Q-PCRs were run in triplicate and the averaged Ct values were transferred into copy numbers of DNA using a standard curve of genomic DNA with known copy numbers. The resulting transcription values for each gene were also normalized for primer pair amplification efficiency using the Q-PCR values obtained with Input DNA (unprecipitated genomic DNA). Results are presented as Transcription Events Detected Per 1000 Cells for each gene tested.

Twenty-four hours post-instillation, bladders were rapidly removed and placed in ice cold PBS with protease inhibitors (Complete Protease Inhibitor, Roche, Indianapolis, IN) on ice where the mucosa was dissected away from the detrusor smooth muscle, as described 32. Tissues were flash frozen and stored at -80 C until processing. Tissues were pulverized in a spring-loaded tissue pulverizer (Bio-Pulverizer, Biospec Products, Bartlesville, OK) and chilled with liquid nitrogen. Cytosolic extracts were prepared using the Pierce NE-PER Kit that enables stepwise separation and preparation of cytoplasmic and nuclear extracts from bladder tissue. Addition of the first two reagents (Pierce's proprietary information) to the pulverized tissue causes disruption of cell membranes and release of cytoplasmic contents.
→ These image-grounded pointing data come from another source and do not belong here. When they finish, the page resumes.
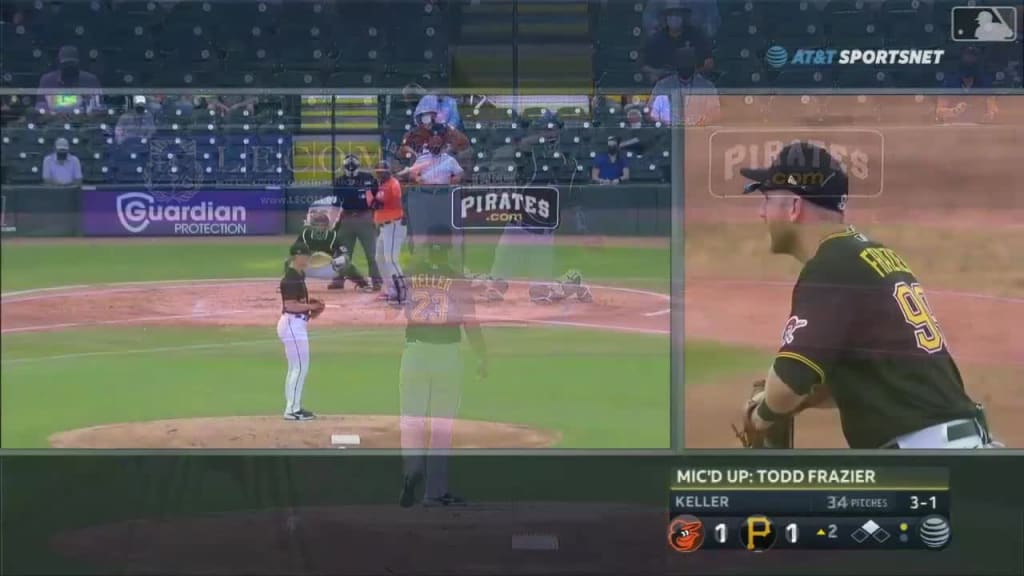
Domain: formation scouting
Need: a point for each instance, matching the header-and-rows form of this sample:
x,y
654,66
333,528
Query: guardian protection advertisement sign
x,y
190,212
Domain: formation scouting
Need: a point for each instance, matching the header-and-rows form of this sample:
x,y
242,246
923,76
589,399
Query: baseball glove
x,y
318,307
779,436
320,259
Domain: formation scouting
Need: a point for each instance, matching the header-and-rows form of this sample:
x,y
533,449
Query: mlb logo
x,y
984,24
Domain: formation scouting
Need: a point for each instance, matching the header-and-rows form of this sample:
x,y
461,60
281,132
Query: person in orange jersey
x,y
390,220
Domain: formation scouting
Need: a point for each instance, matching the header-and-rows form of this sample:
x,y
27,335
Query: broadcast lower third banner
x,y
182,212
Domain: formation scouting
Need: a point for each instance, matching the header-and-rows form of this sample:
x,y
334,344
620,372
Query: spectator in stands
x,y
428,124
676,34
70,75
704,14
634,117
445,108
434,168
701,106
963,107
237,103
609,167
135,123
61,167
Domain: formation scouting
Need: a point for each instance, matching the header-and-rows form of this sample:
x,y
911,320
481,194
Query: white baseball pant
x,y
292,332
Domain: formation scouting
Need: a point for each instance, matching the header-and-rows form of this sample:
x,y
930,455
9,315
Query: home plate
x,y
344,440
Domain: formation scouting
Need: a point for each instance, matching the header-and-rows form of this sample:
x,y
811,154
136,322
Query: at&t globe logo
x,y
776,56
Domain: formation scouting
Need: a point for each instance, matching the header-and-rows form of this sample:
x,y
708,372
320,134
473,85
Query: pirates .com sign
x,y
482,207
859,152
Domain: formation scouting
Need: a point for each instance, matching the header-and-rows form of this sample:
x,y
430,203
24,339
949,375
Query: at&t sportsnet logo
x,y
137,209
777,56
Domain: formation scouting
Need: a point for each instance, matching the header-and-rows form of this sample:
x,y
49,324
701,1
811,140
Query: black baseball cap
x,y
808,171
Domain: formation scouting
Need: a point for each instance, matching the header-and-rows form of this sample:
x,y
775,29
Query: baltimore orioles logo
x,y
685,534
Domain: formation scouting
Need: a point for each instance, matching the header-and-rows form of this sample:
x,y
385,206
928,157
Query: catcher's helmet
x,y
320,219
351,164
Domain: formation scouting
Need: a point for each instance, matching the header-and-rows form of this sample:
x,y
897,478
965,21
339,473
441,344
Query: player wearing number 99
x,y
438,305
860,329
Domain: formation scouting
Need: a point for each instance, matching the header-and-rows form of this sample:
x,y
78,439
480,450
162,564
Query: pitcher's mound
x,y
272,432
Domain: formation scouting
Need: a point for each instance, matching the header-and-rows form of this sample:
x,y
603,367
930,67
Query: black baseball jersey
x,y
434,310
350,191
320,240
293,287
860,323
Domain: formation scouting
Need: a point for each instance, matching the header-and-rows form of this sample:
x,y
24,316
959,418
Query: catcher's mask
x,y
321,220
351,165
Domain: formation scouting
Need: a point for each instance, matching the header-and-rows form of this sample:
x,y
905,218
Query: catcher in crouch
x,y
860,335
331,259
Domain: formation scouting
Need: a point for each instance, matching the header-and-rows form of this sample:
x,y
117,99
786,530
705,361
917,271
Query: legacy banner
x,y
189,212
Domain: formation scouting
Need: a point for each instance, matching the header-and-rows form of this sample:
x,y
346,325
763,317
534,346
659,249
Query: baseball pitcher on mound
x,y
860,329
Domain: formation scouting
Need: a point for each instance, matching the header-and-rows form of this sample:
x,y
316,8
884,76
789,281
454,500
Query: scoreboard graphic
x,y
760,509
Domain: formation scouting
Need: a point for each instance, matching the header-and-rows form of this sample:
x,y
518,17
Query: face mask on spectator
x,y
69,73
351,165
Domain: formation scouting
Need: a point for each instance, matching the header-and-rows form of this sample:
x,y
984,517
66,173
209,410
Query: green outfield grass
x,y
104,376
598,389
29,264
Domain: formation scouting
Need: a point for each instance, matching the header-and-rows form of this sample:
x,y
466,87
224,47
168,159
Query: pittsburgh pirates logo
x,y
795,323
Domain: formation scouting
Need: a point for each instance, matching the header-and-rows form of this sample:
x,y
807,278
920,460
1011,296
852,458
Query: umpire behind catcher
x,y
355,191
860,328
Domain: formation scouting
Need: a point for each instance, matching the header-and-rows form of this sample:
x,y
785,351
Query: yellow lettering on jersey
x,y
884,261
421,281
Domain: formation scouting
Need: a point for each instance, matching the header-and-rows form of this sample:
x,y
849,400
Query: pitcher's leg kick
x,y
292,332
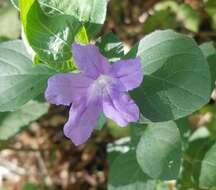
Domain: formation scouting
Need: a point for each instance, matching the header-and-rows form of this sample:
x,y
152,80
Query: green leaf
x,y
189,17
9,21
12,122
209,51
50,37
210,8
82,36
125,174
90,12
15,3
19,80
159,151
207,177
173,65
110,46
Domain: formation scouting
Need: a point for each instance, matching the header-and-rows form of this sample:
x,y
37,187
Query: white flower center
x,y
99,86
102,81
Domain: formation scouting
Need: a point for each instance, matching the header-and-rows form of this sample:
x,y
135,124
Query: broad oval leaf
x,y
209,51
92,13
50,37
12,122
176,76
159,151
125,174
19,80
207,177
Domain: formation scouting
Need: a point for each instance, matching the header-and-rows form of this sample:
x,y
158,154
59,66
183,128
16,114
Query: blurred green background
x,y
41,158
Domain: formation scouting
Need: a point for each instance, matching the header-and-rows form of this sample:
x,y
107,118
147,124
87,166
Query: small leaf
x,y
50,37
125,174
209,52
91,13
9,21
111,47
12,122
159,151
15,3
173,65
207,177
19,80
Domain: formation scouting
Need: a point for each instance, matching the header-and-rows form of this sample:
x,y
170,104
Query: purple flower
x,y
99,87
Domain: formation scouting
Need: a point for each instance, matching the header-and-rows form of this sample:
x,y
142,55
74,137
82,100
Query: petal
x,y
82,121
63,89
129,72
89,60
120,108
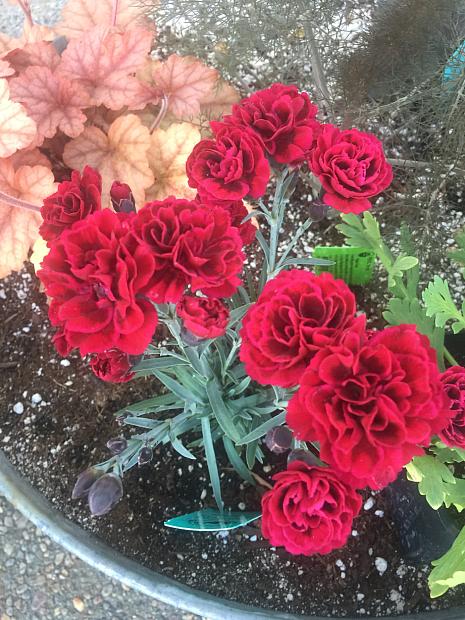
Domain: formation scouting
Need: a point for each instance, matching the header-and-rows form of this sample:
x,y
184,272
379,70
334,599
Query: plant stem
x,y
317,69
450,358
17,202
114,12
26,9
161,114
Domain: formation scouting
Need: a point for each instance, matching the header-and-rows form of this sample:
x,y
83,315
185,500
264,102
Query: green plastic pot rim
x,y
20,493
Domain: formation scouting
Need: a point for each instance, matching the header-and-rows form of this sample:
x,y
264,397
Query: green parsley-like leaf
x,y
449,570
440,305
431,475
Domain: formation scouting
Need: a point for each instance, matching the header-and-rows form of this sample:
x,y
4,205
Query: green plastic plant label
x,y
211,520
353,265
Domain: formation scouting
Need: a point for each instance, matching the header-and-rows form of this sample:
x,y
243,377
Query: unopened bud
x,y
317,210
122,199
116,445
145,455
303,455
279,439
104,494
84,481
190,339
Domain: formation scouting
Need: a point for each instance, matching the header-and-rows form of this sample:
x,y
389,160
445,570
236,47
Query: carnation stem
x,y
17,202
450,358
114,12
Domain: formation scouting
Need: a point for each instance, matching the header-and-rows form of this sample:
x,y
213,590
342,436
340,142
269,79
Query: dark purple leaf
x,y
279,439
104,494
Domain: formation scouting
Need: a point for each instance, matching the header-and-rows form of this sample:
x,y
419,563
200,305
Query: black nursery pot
x,y
425,534
102,557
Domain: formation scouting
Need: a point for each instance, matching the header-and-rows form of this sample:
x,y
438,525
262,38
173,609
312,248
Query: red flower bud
x,y
122,199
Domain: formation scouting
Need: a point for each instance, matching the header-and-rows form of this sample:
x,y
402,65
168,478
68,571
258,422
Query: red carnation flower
x,y
351,167
112,366
204,317
309,510
237,211
97,275
453,380
296,315
282,118
230,167
159,225
194,245
371,403
73,201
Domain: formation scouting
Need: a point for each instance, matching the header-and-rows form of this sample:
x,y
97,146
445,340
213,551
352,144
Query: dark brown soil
x,y
68,417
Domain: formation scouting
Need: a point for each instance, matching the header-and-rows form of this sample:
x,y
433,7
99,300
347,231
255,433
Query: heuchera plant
x,y
282,356
91,91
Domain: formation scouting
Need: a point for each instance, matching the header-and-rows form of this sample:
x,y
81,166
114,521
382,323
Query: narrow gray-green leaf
x,y
211,462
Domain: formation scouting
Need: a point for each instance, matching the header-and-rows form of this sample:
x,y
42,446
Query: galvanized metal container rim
x,y
97,554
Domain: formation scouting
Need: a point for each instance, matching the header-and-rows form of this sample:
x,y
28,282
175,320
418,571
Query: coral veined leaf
x,y
167,157
17,130
39,252
29,157
5,69
19,228
52,101
79,16
119,155
186,81
31,34
42,53
220,100
103,63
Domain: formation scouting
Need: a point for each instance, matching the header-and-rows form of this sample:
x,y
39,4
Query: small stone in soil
x,y
369,504
381,565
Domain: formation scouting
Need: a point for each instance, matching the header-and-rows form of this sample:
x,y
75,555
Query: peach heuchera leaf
x,y
79,16
185,80
52,101
120,155
40,250
17,130
167,156
103,62
19,228
42,53
5,69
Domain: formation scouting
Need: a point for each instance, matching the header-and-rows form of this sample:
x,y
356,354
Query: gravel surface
x,y
38,580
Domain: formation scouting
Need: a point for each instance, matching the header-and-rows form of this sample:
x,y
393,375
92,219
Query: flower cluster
x,y
279,124
371,400
106,269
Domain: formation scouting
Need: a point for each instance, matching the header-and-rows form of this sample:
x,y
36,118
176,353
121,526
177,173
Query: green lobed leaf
x,y
440,305
432,477
449,570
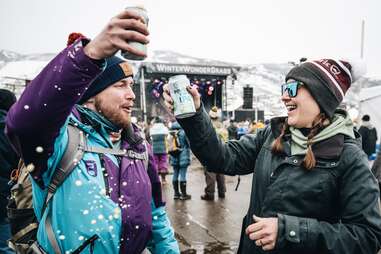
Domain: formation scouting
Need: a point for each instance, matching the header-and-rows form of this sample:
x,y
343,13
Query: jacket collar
x,y
327,149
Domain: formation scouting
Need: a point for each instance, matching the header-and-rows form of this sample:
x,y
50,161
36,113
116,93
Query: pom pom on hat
x,y
73,37
358,68
213,113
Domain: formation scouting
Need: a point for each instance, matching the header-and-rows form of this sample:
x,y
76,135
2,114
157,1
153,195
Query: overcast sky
x,y
241,31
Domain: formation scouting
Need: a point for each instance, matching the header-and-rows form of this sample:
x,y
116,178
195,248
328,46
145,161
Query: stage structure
x,y
151,77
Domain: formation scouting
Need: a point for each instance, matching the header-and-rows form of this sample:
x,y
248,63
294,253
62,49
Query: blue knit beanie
x,y
116,69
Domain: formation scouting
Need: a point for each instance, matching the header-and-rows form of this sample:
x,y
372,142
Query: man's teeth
x,y
291,107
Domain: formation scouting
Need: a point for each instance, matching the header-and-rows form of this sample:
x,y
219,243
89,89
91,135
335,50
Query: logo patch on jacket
x,y
91,167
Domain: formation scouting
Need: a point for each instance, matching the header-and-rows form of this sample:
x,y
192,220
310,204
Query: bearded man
x,y
113,198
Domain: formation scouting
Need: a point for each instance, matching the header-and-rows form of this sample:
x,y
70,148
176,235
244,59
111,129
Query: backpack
x,y
23,221
173,143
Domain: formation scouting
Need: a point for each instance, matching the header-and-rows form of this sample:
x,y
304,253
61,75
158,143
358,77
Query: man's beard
x,y
113,114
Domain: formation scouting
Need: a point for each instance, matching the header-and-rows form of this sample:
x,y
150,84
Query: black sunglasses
x,y
291,88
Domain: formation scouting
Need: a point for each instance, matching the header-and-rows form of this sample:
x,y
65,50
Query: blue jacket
x,y
115,200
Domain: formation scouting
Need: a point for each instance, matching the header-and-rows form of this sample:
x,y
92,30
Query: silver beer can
x,y
182,100
141,11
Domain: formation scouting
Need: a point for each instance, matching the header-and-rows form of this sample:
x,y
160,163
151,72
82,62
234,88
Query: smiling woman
x,y
312,188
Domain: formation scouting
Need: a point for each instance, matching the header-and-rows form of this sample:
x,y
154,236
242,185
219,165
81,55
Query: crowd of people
x,y
97,177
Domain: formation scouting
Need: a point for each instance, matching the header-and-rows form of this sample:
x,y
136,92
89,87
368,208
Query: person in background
x,y
158,133
180,162
369,136
211,178
312,189
8,161
376,167
112,201
232,130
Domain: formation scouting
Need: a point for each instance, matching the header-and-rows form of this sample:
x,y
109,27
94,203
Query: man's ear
x,y
90,103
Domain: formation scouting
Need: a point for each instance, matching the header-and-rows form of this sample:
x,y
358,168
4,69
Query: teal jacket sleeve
x,y
163,237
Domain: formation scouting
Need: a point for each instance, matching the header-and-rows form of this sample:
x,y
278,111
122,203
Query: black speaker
x,y
247,98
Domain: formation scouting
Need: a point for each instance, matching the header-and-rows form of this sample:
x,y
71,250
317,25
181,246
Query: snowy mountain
x,y
264,78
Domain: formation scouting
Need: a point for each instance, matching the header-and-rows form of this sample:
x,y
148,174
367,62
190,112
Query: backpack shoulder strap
x,y
73,154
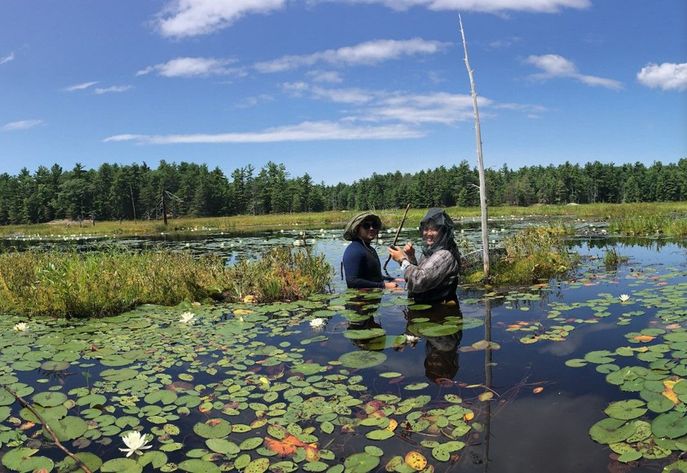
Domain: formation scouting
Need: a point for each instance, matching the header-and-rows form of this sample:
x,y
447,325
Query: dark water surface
x,y
490,374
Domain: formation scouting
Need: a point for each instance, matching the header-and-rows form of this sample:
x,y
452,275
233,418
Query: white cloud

After recovering the intact nuclei from the cytoplasmic extract by centrifugation at 16,000 × g for 5 minutes, the nuclei are lysed with a third reagent (Pierce's proprietary information) to yield the nuclear extract. Extracts obtained with this product generally have less than 10% contamination between nuclear and cytoplasmic fractions–sufficient purity for most experiments involving nuclear extracts. A western blot was prepared using the nuclear and cytosolic extracts and probed for the nuclear proteins histone H3 and lamin A/C. No nuclear contamination was shown in the cytosolic fractions (data not shown). Protein concentrations were determined with a Micro BCA Kit (Pierce, Rockford, IL) per manufacturer's instructions.

Immunoblot analyses were performed using 15 μg cytosolic extract loaded onto a 10% tris-glycine SDS gel and run at 125 V for 1.5 hours in tris-glycine SDS running buffer (BioRad, Hercules, CA). The proteins were then transferred to a 0.45 μm nitrocellulose membrane in 1/2 × tris-glycine SDS running buffer with 20% methanol using a BioRad Mini-TransBlot Cell. After blocking in 2% BSA, blots were incubated with rabbit anti-iPLA₂ (Cayman Chemical, Ann Arbor, MI) at 1:500 overnight at 4°C. An HRP-conjugated anti-rabbit secondary antibody was used for detection at 1:10,000 (Santa Cruz Biotechnology, Santa Cruz, CA) and an enhanced chemiluminescent detection kit (Chemiglow West, Alpha Innotech, San Leandro, CA) was used to visualize. Images were taken using the FluorChem HD digital darkroom (Alpha Innotech, San Leandro, CA) and quantified using ImageJ 98.

PAR-AP – PAR1-, PAR2-, and PAR4-AP were synthesized at Molecular Biology Resource Facility, William K. Warren Medical Research Institute, OUHSC, as carboxyl-terminal amides, purified by high-pressure liquid chromatography, and characterized by mass spectroscopy. Peptide solutions were made fresh from powder for most experiments. PAR3-AP was not used in this research because of lack of specificity.